New Sappho Poem Discovered

Posted on June 30, 2005

The Guardian reports that a poem written by Sappho over 2,600 years ago has been published for the first time.

Written more than 2,600 years ago, the 101 words of verse deal with a theme timeless in both art and soap operas; the stirrings of an ageing body towards the nimbleness, youth and love it once knew.

The poem is the rarest of discoveries. Sappho's pre-eminent reputation as an artist of lyricism and love is based on only three complete poems, 63 complete single lines and up to 264 fragments.

These are all that have survived of the writings of a woman who the Greek philosopher Plato said should be honoured not merely as a great lyric poet but as one of the Muses, the goddesses who inspire all art.

On hearing one of Sappho's poems sung, the sixth century BC Greek ruler Solon, a contemporary of hers, asked for someone to teach him the song "because I want to learn it and die"
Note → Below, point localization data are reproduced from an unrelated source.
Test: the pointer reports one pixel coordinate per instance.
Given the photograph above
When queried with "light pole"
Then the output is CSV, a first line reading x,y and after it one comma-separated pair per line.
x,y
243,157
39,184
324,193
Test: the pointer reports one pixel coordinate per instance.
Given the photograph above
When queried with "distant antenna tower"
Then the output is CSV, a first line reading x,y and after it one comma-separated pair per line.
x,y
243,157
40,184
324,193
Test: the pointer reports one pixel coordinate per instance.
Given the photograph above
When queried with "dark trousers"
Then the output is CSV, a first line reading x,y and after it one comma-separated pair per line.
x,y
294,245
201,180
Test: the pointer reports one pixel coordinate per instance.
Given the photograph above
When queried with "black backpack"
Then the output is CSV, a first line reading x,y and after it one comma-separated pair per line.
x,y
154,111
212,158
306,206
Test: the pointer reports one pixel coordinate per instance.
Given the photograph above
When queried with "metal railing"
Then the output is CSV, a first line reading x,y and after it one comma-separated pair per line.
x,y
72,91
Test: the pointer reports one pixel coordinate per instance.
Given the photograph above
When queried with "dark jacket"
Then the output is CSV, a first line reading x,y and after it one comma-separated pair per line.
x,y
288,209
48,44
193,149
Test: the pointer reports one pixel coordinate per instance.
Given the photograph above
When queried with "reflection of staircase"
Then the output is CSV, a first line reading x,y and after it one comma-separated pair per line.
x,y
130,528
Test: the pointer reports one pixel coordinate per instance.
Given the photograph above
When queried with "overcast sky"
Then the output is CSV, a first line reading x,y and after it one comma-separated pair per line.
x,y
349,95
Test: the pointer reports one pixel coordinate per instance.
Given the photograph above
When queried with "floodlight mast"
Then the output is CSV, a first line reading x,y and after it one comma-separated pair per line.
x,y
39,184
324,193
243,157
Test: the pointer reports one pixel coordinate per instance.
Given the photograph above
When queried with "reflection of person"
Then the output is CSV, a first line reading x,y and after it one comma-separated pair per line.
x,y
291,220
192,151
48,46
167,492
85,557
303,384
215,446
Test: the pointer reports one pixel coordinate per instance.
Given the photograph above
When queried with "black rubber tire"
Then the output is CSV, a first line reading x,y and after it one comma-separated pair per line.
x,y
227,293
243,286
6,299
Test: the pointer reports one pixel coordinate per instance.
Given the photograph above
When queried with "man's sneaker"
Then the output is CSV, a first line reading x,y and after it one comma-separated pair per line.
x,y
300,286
Text containing the poem was discovered in the cartonnage of an Egyptian mummy. The Egyptians often used papyrus combined with other materials that when combined with water created a plaster-like surface that they could paint on. By combining the text found on the papyrus with other recently discovered Sappho writings from the Oxyrhynchus Papyri researchers were able to piece together Sappho's poem.